FIG. 27.63 is an example flow diagram of example logic illustrating an example embodiment of process 27.100 of FIG. 27.1. More particularly, FIG. 27.63 illustrates a process 27.6300 that includes the process 27.100, wherein the presenting the vehicular threat information includes operations performed by or at one or more of the following block(s).

At block 27.6301, the process performs presenting the vehicular threat information via a visual display device of the wearable device. In some embodiments, the wearable device includes a display screen or other mechanism for presenting visual information. For example, when the wearable device is a helmet, a face shield of the helmet may be used as a type of heads-up display for presenting the vehicular threat information.

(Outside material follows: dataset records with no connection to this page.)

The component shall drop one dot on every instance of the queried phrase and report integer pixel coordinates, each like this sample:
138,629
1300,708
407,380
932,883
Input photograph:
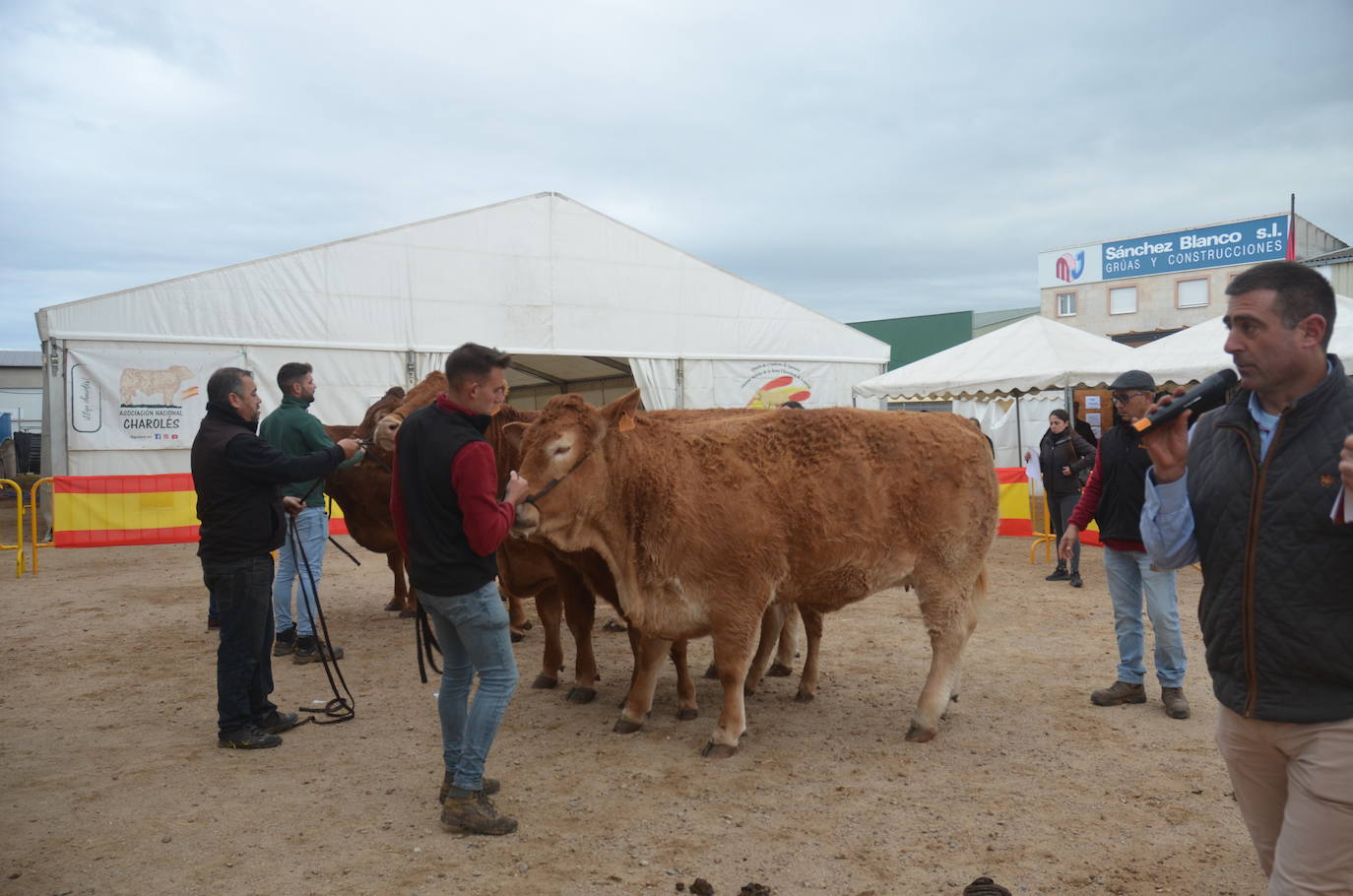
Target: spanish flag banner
97,512
1020,510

FIG. 27.64 is an example flow diagram of example logic illustrating an example embodiment of process 27.6300 of FIG. 27.63. More particularly, FIG. 27.64 illustrates a process 27.6400 that includes the process 27.6300, wherein the presenting the vehicular threat information via a visual display device includes operations performed by or at one or more of the following block(s).

At block 27.6401, the process performs displaying an indicator that instructs the user to look towards the first vehicle. The displayed indicator may be textual (e.g., “Look right!”), iconic (e.g., an arrow), or the like.

FIG. 27.65 is an example flow diagram of example logic illustrating an example embodiment of process 27.6300 of FIG. 27.63. More particularly, FIG. 27.65 illustrates a process 27.6500 that includes the process 27.6300, wherein the presenting the vehicular threat information via a visual display device includes operations performed by or at one or more of the following block(s).

At block 27.6501, the process performs displaying an indicator that instructs the user to accelerate, decelerate, and/or turn. An example indicator may be or include the text “Speed up,” “slow down,” “turn left,” or similar language.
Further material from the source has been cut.